So, you first need to prepare a spreadsheet with all your assets (without keys) to let your kin now what will be left after you die. This is the first stage. This list should remain updated. Now, if you're willing to lose some assets, you don't have to update it daily, but without updating this, no one will know what he is expecting to receive.

After we've mapped out assets, the next thing to do is to see how do we control these assets. This could be divided to several methods: (1) exchanges, where we have usernames, password and a second-factor authenticator; (2) web-wallets, where we have usernames, passwords and a second-factor authenticator; (3) hardware wallets, that have a PIN code, and a paper backup; (4) paper wallets.

Back-up your second-factor authenticator. I cannot emphasise this enough. If access to your mobile phone is required in order to open your exchange account or web-wallet, this means that you need to make sure that a backup of that phone exists, or that you have another form of authentication. For example, I use my ledger-nano as a multi factor authenticator for my accounts. but, I also have a backup phone that receives codes, as well as an authenticator application. This means that if I want to log in, the first and best option is to connect my Ledger. If that's impossible, my phone has the app, and if that's unavailable, then another phone gets a text message. This means that only if all these three devices fail, I'll have to resort to my printed backup codes.

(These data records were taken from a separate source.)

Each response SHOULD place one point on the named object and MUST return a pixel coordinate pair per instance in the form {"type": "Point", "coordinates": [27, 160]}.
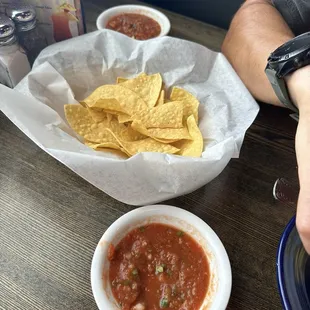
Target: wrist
{"type": "Point", "coordinates": [298, 89]}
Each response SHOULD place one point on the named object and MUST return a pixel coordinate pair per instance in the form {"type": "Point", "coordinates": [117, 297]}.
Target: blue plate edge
{"type": "Point", "coordinates": [280, 257]}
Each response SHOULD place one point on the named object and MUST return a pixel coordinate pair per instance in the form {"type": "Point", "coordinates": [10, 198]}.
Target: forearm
{"type": "Point", "coordinates": [256, 31]}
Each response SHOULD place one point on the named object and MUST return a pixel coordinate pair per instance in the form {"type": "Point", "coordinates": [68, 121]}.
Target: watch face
{"type": "Point", "coordinates": [292, 48]}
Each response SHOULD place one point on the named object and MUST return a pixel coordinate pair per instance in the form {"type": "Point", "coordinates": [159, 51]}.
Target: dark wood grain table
{"type": "Point", "coordinates": [51, 219]}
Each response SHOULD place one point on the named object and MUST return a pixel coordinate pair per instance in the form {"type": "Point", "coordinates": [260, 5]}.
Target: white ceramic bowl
{"type": "Point", "coordinates": [162, 19]}
{"type": "Point", "coordinates": [220, 281]}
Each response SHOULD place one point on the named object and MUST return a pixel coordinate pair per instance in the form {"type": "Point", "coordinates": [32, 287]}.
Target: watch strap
{"type": "Point", "coordinates": [279, 87]}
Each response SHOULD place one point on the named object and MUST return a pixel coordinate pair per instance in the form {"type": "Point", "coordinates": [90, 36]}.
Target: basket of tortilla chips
{"type": "Point", "coordinates": [144, 121]}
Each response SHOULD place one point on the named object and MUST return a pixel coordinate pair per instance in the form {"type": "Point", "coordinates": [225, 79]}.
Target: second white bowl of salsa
{"type": "Point", "coordinates": [125, 16]}
{"type": "Point", "coordinates": [160, 256]}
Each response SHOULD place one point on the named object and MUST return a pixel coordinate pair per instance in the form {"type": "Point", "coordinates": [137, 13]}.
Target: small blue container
{"type": "Point", "coordinates": [293, 270]}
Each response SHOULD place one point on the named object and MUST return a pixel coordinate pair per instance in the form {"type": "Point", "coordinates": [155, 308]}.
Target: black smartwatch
{"type": "Point", "coordinates": [286, 59]}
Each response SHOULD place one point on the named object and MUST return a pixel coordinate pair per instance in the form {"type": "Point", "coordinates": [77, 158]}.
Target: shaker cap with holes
{"type": "Point", "coordinates": [23, 15]}
{"type": "Point", "coordinates": [7, 31]}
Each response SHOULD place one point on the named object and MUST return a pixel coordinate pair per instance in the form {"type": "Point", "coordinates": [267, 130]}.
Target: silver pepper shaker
{"type": "Point", "coordinates": [29, 35]}
{"type": "Point", "coordinates": [14, 64]}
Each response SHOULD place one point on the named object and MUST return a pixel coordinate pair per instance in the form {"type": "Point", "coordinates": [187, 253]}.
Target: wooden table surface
{"type": "Point", "coordinates": [51, 219]}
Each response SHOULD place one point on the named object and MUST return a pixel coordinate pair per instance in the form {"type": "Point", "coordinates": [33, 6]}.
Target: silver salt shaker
{"type": "Point", "coordinates": [29, 35]}
{"type": "Point", "coordinates": [14, 64]}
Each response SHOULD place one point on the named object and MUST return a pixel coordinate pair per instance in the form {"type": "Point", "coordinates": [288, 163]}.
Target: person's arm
{"type": "Point", "coordinates": [256, 31]}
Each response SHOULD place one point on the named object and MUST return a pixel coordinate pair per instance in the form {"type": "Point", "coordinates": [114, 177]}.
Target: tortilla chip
{"type": "Point", "coordinates": [169, 115]}
{"type": "Point", "coordinates": [82, 123]}
{"type": "Point", "coordinates": [161, 99]}
{"type": "Point", "coordinates": [96, 146]}
{"type": "Point", "coordinates": [190, 102]}
{"type": "Point", "coordinates": [116, 98]}
{"type": "Point", "coordinates": [120, 80]}
{"type": "Point", "coordinates": [148, 145]}
{"type": "Point", "coordinates": [192, 148]}
{"type": "Point", "coordinates": [169, 134]}
{"type": "Point", "coordinates": [124, 118]}
{"type": "Point", "coordinates": [97, 114]}
{"type": "Point", "coordinates": [147, 87]}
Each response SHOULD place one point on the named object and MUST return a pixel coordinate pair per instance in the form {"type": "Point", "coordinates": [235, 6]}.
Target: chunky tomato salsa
{"type": "Point", "coordinates": [158, 267]}
{"type": "Point", "coordinates": [136, 26]}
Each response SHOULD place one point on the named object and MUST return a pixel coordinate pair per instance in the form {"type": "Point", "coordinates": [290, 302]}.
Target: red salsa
{"type": "Point", "coordinates": [136, 26]}
{"type": "Point", "coordinates": [158, 267]}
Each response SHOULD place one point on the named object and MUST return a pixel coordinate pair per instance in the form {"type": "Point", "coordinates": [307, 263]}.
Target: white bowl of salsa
{"type": "Point", "coordinates": [136, 21]}
{"type": "Point", "coordinates": [160, 257]}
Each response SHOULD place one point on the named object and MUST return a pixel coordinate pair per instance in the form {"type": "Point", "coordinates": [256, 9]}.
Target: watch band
{"type": "Point", "coordinates": [279, 87]}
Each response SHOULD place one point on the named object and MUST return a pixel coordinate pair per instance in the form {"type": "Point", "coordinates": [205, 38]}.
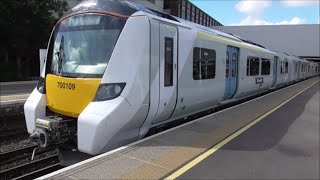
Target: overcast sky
{"type": "Point", "coordinates": [261, 12]}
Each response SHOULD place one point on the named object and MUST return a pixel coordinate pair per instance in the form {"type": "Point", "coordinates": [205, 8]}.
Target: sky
{"type": "Point", "coordinates": [261, 12]}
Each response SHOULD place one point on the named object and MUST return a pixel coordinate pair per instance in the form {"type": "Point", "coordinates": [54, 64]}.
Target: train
{"type": "Point", "coordinates": [115, 70]}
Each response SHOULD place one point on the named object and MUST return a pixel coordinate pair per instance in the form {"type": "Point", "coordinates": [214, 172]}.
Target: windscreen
{"type": "Point", "coordinates": [82, 45]}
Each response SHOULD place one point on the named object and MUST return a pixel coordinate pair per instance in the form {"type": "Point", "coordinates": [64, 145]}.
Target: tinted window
{"type": "Point", "coordinates": [265, 66]}
{"type": "Point", "coordinates": [204, 61]}
{"type": "Point", "coordinates": [168, 68]}
{"type": "Point", "coordinates": [253, 66]}
{"type": "Point", "coordinates": [82, 45]}
{"type": "Point", "coordinates": [227, 64]}
{"type": "Point", "coordinates": [234, 66]}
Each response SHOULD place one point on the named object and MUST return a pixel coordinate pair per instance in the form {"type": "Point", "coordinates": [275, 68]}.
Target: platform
{"type": "Point", "coordinates": [273, 136]}
{"type": "Point", "coordinates": [12, 93]}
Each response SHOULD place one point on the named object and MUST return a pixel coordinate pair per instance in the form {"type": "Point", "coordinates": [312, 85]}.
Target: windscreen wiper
{"type": "Point", "coordinates": [60, 54]}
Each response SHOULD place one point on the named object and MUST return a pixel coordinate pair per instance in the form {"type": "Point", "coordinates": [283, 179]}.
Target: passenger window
{"type": "Point", "coordinates": [265, 66]}
{"type": "Point", "coordinates": [234, 56]}
{"type": "Point", "coordinates": [227, 64]}
{"type": "Point", "coordinates": [168, 68]}
{"type": "Point", "coordinates": [204, 63]}
{"type": "Point", "coordinates": [286, 67]}
{"type": "Point", "coordinates": [253, 66]}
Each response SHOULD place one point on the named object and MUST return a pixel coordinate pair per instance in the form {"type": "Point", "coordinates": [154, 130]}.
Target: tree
{"type": "Point", "coordinates": [25, 27]}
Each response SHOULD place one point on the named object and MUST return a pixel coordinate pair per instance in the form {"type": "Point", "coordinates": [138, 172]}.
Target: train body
{"type": "Point", "coordinates": [114, 70]}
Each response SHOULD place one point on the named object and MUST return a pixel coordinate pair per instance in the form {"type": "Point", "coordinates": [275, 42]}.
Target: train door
{"type": "Point", "coordinates": [275, 70]}
{"type": "Point", "coordinates": [299, 70]}
{"type": "Point", "coordinates": [168, 71]}
{"type": "Point", "coordinates": [231, 72]}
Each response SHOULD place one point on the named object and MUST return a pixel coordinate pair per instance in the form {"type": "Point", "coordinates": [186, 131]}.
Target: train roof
{"type": "Point", "coordinates": [128, 8]}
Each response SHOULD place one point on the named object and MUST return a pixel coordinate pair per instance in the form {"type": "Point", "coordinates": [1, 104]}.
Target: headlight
{"type": "Point", "coordinates": [41, 86]}
{"type": "Point", "coordinates": [109, 91]}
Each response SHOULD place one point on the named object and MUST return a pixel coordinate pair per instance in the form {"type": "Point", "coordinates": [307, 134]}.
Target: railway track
{"type": "Point", "coordinates": [11, 134]}
{"type": "Point", "coordinates": [32, 169]}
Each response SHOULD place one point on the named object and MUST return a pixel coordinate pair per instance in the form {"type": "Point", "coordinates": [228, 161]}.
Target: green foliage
{"type": "Point", "coordinates": [27, 23]}
{"type": "Point", "coordinates": [25, 27]}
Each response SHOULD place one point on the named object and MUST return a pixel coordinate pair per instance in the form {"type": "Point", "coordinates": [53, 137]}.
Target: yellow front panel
{"type": "Point", "coordinates": [69, 96]}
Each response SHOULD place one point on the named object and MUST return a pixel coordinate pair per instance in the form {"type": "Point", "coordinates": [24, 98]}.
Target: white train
{"type": "Point", "coordinates": [115, 69]}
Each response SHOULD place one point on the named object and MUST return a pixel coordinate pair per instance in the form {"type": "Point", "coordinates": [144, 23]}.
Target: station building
{"type": "Point", "coordinates": [180, 8]}
{"type": "Point", "coordinates": [300, 40]}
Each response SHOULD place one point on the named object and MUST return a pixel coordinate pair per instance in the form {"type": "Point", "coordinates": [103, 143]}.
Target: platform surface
{"type": "Point", "coordinates": [164, 154]}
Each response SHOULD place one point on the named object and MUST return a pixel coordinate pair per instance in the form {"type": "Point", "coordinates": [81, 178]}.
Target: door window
{"type": "Point", "coordinates": [168, 59]}
{"type": "Point", "coordinates": [234, 67]}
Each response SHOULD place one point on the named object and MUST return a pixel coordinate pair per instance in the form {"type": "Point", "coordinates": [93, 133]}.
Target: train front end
{"type": "Point", "coordinates": [74, 98]}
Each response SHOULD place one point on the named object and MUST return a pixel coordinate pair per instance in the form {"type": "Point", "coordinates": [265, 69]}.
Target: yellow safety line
{"type": "Point", "coordinates": [198, 159]}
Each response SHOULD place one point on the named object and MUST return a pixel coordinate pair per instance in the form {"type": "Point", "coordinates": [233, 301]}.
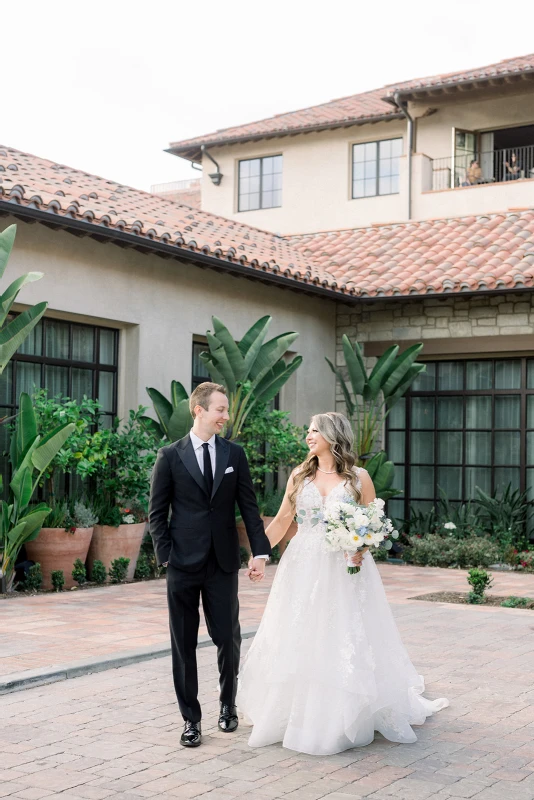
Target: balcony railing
{"type": "Point", "coordinates": [493, 166]}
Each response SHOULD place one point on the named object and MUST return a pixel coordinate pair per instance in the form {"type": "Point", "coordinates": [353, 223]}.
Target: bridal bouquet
{"type": "Point", "coordinates": [350, 527]}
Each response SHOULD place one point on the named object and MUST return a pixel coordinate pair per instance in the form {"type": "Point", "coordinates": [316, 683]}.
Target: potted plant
{"type": "Point", "coordinates": [64, 538]}
{"type": "Point", "coordinates": [122, 488]}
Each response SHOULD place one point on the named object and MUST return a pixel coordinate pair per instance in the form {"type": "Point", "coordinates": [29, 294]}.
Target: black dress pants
{"type": "Point", "coordinates": [218, 590]}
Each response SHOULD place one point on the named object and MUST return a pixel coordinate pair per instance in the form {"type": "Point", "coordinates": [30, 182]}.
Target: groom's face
{"type": "Point", "coordinates": [216, 416]}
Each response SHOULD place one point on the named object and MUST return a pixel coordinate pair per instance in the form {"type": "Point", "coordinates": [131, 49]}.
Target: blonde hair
{"type": "Point", "coordinates": [201, 395]}
{"type": "Point", "coordinates": [337, 431]}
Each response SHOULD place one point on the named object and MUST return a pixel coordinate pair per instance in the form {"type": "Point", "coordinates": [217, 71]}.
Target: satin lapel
{"type": "Point", "coordinates": [189, 460]}
{"type": "Point", "coordinates": [222, 454]}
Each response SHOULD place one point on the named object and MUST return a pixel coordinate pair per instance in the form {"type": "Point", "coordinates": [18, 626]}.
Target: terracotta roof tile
{"type": "Point", "coordinates": [430, 257]}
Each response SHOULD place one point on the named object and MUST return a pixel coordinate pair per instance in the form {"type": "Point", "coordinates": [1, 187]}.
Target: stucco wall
{"type": "Point", "coordinates": [316, 183]}
{"type": "Point", "coordinates": [159, 305]}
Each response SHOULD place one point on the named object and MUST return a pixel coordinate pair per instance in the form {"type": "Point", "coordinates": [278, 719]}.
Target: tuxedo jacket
{"type": "Point", "coordinates": [196, 519]}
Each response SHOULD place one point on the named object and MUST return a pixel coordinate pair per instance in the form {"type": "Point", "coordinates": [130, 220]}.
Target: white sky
{"type": "Point", "coordinates": [105, 86]}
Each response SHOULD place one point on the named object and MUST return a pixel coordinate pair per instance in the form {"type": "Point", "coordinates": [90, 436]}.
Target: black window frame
{"type": "Point", "coordinates": [378, 143]}
{"type": "Point", "coordinates": [526, 428]}
{"type": "Point", "coordinates": [261, 159]}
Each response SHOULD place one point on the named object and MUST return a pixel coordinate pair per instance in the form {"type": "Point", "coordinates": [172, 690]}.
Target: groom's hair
{"type": "Point", "coordinates": [201, 395]}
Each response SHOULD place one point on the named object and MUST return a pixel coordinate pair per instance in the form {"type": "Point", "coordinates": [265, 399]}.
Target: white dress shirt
{"type": "Point", "coordinates": [199, 452]}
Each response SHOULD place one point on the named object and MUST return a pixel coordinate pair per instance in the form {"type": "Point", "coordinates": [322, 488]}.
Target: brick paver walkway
{"type": "Point", "coordinates": [52, 629]}
{"type": "Point", "coordinates": [115, 734]}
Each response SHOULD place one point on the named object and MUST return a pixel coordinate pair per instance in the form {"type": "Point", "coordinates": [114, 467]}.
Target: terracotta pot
{"type": "Point", "coordinates": [109, 543]}
{"type": "Point", "coordinates": [56, 548]}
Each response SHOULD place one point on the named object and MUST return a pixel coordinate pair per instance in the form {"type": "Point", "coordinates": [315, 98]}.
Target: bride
{"type": "Point", "coordinates": [327, 667]}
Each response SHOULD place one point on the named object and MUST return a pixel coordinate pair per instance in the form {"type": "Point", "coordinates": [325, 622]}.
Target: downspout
{"type": "Point", "coordinates": [402, 108]}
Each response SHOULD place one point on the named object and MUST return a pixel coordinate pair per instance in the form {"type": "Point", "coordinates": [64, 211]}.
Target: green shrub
{"type": "Point", "coordinates": [480, 581]}
{"type": "Point", "coordinates": [438, 551]}
{"type": "Point", "coordinates": [516, 602]}
{"type": "Point", "coordinates": [142, 569]}
{"type": "Point", "coordinates": [34, 579]}
{"type": "Point", "coordinates": [79, 572]}
{"type": "Point", "coordinates": [58, 579]}
{"type": "Point", "coordinates": [118, 570]}
{"type": "Point", "coordinates": [98, 573]}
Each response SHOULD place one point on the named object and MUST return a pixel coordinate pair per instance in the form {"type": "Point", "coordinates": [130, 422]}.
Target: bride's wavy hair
{"type": "Point", "coordinates": [337, 431]}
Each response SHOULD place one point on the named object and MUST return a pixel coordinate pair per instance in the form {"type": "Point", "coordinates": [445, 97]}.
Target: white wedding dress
{"type": "Point", "coordinates": [327, 667]}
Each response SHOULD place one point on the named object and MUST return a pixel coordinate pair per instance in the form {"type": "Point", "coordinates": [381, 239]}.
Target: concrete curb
{"type": "Point", "coordinates": [18, 681]}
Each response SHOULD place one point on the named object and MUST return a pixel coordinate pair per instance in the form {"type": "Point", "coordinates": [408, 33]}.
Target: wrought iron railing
{"type": "Point", "coordinates": [493, 166]}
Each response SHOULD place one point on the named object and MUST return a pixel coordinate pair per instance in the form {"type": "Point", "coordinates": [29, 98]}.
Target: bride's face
{"type": "Point", "coordinates": [317, 443]}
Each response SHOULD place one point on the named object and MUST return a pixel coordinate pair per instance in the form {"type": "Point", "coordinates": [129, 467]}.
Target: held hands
{"type": "Point", "coordinates": [256, 569]}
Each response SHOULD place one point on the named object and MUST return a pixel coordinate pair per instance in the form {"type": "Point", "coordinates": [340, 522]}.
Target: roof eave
{"type": "Point", "coordinates": [192, 152]}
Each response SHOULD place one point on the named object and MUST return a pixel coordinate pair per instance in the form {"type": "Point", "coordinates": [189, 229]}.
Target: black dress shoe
{"type": "Point", "coordinates": [192, 735]}
{"type": "Point", "coordinates": [228, 720]}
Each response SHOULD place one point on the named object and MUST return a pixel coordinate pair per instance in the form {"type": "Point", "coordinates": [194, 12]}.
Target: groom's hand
{"type": "Point", "coordinates": [256, 569]}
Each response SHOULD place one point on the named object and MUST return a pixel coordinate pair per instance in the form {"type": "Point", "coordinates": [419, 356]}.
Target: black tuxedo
{"type": "Point", "coordinates": [201, 544]}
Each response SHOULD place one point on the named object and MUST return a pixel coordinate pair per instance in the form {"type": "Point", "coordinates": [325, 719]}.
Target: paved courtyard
{"type": "Point", "coordinates": [115, 734]}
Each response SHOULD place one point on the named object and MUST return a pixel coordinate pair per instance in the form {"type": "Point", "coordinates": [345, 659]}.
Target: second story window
{"type": "Point", "coordinates": [375, 168]}
{"type": "Point", "coordinates": [260, 183]}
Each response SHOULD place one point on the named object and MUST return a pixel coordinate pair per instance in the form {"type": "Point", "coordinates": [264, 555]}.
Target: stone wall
{"type": "Point", "coordinates": [502, 324]}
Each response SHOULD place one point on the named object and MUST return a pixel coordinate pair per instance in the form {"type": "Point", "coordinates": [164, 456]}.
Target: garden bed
{"type": "Point", "coordinates": [462, 599]}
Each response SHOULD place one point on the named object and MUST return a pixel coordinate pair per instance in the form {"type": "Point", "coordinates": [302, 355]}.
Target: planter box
{"type": "Point", "coordinates": [56, 548]}
{"type": "Point", "coordinates": [109, 543]}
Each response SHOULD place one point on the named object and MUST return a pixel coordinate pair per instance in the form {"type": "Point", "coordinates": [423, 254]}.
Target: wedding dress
{"type": "Point", "coordinates": [327, 667]}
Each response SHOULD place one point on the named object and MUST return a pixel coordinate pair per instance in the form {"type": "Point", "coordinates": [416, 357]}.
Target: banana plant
{"type": "Point", "coordinates": [253, 371]}
{"type": "Point", "coordinates": [174, 416]}
{"type": "Point", "coordinates": [17, 329]}
{"type": "Point", "coordinates": [381, 471]}
{"type": "Point", "coordinates": [30, 455]}
{"type": "Point", "coordinates": [370, 398]}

Make sure your passwords are backed up. If you want to give someone access to your exchanges, you will have to give them a password. This could be either the master password to your laptop or password manager application, or a full list of all your passwords. This has risks, that we'll take into consideration in the next part. But first, mapping all your passwords is critical.

Make sure your cold storage has backups. This means that you need to ensure that you have the seed (24-word phrase) for all your paper wallets. Now again, this has risks. We'll take them into consideration in the next part, but make sure you have them somewhere (not on an electronic device).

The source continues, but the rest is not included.